When Baek Sehee died in October 2025 at age 35, the reading public immediately began speculating about what happened. There were no public announcements about an illness, no accident listed posthumously. Her family declined to comment, announcing only that her organs would be donated. Sehee’s books, I Want to Die but I Want to Eat Tteokbokki, and its follow-up I Want to Die, but I Still Want to Eat Tteokbokki, are what’s left.
They’re both excerpts from Baek Sehee’s actual conversations with her psychiatrist. In the first of the two books, the author explains her desire to record conversations, both for the sake of writing and also to replay and examine her own behavior.
Before TikTok was little more than a government-sponsored surveillance tool, BookTok was thriving and months prior to her death, I came across Sehee’s original memoir there. Numerous content creators recommended it as a candid depiction of mental health issues. I screenshot the cover art several different times, adding it to my TBR. Then Sehee’s death was announced, reported as self-inflicted before any facts came out. Suddenly, my desire to read her memoir was never higher – and I was disgusted with my own reaction
While there was always interest in Sehee’s work, I didn’t follow through and read her two books until after her death. Originally self-published in 2018, the memoir became such a success, a Korean literary imprint acquired it and translated into 15 languages. I Want to Die but I Want to Eat Tteokbokki made its English debut in 2022, translated by Anton Hur.
While the sequel introduces the idea of a bipolar diagnosis, the first book focuses on the author’s dysthymia, or persistent mild depression. I finished the first of the two books this winter, only a few months after Sehee’s death, unaware until the end that there was a sequel. Once I’d finished the orginal, and seemingly rewarded my morbid curiosity, I faced a dilemma: do I read the sequel with the assumption the author has committed suicide, or walk away only knowing a portion of the story? Now that I was familiar with author and her struggle, my initial disgust with my curiosity only grew. I questioned what I expected to gain from a follow-up.
As someone who has severely struggled with my mental health and subsequent bipolar diagnosis, I realized I was seeking a kinship from Sehee. I needed permission to believe I was sick, and not dramatic. That my low days were really low and not an exaggeration. Seeing myself in her story both scared and comforted me – I was operating on the assumption she’d killed herself (because I didn’t know that the cause of her death was never verified). I’d recognized so much of myself in the author’s first book that it helped me recognize the depth of my own despair. With that revelation, proceeding to the second book felt dangerous, yet I did it.
Something about being a voyeur into someone else’s mental health struggle feels unsavory, but simultaneously compulsory. It’s probably the same urge that draws people to true crime stories. Maybe understanding the worst gives a false sense of being able to avoid or control it.

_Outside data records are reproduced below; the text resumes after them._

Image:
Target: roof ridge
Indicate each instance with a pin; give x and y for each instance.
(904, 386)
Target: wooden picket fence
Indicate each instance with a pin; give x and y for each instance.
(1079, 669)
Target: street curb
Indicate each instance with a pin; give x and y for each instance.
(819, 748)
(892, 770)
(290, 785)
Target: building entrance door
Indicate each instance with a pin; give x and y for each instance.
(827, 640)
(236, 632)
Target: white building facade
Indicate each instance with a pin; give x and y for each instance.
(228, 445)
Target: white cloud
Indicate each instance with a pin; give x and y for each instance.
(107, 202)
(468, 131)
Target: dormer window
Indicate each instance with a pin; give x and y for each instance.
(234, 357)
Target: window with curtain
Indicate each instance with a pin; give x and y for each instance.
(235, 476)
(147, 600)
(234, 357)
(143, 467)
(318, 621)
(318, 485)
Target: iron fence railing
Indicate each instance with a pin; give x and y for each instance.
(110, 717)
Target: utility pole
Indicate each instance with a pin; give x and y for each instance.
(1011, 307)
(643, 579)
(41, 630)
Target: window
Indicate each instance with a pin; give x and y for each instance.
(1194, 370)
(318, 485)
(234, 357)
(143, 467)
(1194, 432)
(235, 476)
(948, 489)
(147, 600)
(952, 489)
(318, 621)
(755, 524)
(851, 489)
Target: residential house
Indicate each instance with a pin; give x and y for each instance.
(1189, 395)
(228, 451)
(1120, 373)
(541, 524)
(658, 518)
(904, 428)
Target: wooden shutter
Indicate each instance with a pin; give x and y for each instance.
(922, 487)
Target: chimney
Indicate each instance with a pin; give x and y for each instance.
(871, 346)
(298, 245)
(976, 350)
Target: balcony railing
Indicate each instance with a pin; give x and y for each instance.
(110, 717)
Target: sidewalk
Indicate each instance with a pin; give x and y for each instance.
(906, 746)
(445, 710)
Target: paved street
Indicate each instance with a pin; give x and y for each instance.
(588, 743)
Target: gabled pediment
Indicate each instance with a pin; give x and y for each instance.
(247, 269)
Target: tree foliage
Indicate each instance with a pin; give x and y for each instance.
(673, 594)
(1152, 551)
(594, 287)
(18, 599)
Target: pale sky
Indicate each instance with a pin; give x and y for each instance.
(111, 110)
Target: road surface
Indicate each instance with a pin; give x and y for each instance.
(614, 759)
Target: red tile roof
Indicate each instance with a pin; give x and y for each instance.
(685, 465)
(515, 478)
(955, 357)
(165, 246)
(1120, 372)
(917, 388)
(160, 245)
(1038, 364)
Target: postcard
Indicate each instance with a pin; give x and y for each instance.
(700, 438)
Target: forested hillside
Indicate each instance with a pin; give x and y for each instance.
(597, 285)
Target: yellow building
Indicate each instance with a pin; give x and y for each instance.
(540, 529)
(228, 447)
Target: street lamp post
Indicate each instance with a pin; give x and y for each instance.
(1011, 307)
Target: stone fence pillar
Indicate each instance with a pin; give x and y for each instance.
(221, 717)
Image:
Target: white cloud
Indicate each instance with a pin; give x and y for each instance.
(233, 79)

Not fully comprehending the ending of Baek Sehee’s life has proven beneficial. It both alleviates me of the responsibility for taking an interest in her story, only after she died, and resentment in attempting to compare our pain. While I originally read Sehee’s story because I wanted to macabrely see how someone makes the transition from mental anguish to physical action – whether for curiosity’s sake or more nefarious, subconsciously, mentally ill reasons – I walked away changed for the better. Recognizing my struggle in the author gave me an odd sense of normalcy that’s hard to find with mental illness. In showing the depths of her lows, Sehee showed mine weren’t unique, and for that I genuinely hope she’s somewhere in the ether enjoying tteokbokki.